Neal Jones’ Bruegel Camp (2007), also a prize winner, balances
a sense of oppressive bleakness with a slightly humorous view of human
coexistence with the environment. Even compared with the meteorological
excesses of Glastonbury, Bruegel Camp is a grim northern European place,
flanked by grey rocks with the ominous shape of a battleship in the distance.
Yet there is a sense of optimism in the cartoon-like caravan at the front
of the painting; a hint of humour in the disappearing buttocks; the sense
of human activity in spite of everything that threatens it.

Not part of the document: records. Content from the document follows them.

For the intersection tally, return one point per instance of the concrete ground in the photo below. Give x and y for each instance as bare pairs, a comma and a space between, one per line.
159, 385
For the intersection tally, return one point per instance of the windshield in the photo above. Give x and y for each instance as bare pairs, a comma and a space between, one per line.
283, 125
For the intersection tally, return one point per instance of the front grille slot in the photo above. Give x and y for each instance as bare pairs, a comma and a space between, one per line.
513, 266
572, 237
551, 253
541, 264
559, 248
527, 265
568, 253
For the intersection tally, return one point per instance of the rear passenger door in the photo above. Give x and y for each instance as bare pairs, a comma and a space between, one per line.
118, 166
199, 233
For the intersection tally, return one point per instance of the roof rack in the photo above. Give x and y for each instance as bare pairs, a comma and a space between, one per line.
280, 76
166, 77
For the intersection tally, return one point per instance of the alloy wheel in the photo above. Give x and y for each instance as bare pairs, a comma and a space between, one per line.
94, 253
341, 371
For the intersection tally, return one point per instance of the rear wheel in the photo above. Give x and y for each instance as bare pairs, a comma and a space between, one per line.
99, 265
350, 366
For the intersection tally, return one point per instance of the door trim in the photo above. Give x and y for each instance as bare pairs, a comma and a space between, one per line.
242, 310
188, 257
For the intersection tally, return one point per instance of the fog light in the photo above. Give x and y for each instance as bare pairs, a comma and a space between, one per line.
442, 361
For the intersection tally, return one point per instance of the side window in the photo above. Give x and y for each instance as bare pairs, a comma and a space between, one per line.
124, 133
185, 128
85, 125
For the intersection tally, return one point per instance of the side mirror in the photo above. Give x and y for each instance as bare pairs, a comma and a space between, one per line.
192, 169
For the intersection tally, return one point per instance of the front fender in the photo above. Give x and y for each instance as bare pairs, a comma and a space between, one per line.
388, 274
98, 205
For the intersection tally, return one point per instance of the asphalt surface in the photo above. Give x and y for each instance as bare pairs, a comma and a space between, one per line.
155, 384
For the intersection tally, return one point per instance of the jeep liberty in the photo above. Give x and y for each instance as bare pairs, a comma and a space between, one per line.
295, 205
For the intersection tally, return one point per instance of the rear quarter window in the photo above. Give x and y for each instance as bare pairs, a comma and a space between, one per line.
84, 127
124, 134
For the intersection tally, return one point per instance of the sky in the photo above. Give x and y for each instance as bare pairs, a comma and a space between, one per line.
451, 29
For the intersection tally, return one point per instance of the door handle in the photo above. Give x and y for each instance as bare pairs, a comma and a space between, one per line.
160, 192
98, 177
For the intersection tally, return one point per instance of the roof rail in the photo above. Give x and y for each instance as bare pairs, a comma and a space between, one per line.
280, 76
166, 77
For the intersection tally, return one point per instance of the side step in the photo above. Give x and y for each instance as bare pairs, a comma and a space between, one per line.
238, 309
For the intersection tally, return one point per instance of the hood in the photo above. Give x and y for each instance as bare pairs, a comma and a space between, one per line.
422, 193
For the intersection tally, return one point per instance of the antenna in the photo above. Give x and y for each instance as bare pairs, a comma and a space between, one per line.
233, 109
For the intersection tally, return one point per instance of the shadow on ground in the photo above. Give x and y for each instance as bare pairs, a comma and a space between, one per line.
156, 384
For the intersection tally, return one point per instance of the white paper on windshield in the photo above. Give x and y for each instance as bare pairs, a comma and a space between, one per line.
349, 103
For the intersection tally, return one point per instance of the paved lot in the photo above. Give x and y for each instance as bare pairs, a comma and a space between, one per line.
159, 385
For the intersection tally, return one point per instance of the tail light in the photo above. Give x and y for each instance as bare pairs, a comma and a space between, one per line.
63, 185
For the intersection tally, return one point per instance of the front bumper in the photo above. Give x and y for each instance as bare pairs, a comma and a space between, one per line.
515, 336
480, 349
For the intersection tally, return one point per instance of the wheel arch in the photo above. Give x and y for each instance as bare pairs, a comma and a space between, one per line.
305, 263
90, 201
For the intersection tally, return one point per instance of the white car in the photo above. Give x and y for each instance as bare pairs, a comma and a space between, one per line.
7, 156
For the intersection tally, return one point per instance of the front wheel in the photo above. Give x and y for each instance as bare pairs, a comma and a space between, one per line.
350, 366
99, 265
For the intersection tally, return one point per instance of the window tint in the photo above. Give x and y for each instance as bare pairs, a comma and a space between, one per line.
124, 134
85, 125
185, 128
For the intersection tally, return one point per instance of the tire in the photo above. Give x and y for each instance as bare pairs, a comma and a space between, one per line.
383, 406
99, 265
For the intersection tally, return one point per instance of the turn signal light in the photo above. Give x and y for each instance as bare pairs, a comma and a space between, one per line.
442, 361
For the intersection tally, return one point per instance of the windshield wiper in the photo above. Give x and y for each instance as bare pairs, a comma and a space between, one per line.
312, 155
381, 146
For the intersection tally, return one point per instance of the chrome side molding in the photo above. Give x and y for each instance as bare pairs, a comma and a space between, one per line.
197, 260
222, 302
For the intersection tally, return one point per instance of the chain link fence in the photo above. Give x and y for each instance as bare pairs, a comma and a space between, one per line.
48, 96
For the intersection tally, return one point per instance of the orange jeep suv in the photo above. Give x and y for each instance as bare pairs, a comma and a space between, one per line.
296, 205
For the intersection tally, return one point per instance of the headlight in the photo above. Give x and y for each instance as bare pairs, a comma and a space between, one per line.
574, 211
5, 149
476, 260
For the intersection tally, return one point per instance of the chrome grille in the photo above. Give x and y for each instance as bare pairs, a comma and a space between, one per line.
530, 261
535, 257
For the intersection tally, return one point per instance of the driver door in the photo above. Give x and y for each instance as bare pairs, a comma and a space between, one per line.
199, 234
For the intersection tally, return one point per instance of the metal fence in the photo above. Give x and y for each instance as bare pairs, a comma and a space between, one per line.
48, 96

The other prize winners are Geraint Evans and Julian Brain whose Special
Relativity (2000-2007) takes us into the world of Magritte. It’s
a lovingly painted and clever piece of nostalgia based - we are informed
- on Brain’s family circumstances, the objects representing family
members in relation to each other. Geraint Evans’ An Ornamental
Hermit (2007) also contains elements of nostalgia. One is reminded of
the illustrations in children’s books of the fifties in this depiction
of a suburban family. There’s a high degree of technical expertise
in the painting and the artist has used a limited palette to produce a
sense of drabness in this satirical poke at middle class acquisitiveness
and mock rusticity which in this case has gone quite a step further from
gnomes and decking. Our Pythonesque hermit lives in a preposterous tree
house which dominates the picture and the whole milieu is balanced between
absurdity and complacency.
There is much else to admire in this exhibition. I particularly liked
Georgia Hayes’ Oportuno III (2007) – a study of a horse which
stresses its size and power by painting it not quite fitting within the
edges of the canvas and by giving it a penis resembling a gun, its thrust
echoed by the raised back leg. The painting is understated with an almost
traditional oriental attention to the decorative power of line. Watchtower
with Green Stick (2008) by Mie Olise Kjaergaard similarly uses all the
picture space. This dynamic and slightly threatening painting references
our precariously overcrowded environment at the same time that it comments
on our over-vigilant authorities.
Roland Hicks’ Sometimes We Sense the Doubt Together (2006) is an
accomplished painting which elicits an ambivalent emotional/aesthetic
response in the viewer, hovering as it does between beauty and horror,
like a jellyfish does.
Ged Quinn’s large painting There’s a House in my Ghost facilitates
a meeting place for romanticism and surrealism and invites the viewer
to step inside to explore. At the other end of the size scale Matthew
Wood’s tiny painting S-CAT LRABI (2007) presents an equally spacious
world – a doorway into a viable terrain beyond.
I was also interested in the variety of modern materials being used in
the paintings. Michael Stubbs has used tinted floor varnish, eggshell
and gloss paints on MDF in his dramatic painting, Virus Maximiser. Jake
Clack’s Cornerways (2007) is characterised by decorative ebullience,
uses oil paint and Fablon on canvas.
To mark the fifty years since the first John Moores Prize, a special
display has been mounted of previous prize winners acquired for the Walker
Art Gallery over five decades. This offers more information about the
history of the prize and the subsequent status of the artists affirms
the importance of the event.
So, two linked exhibitions, the opportunity to catch sight of famous
people and excellent cake in gracious surroundings. A good time.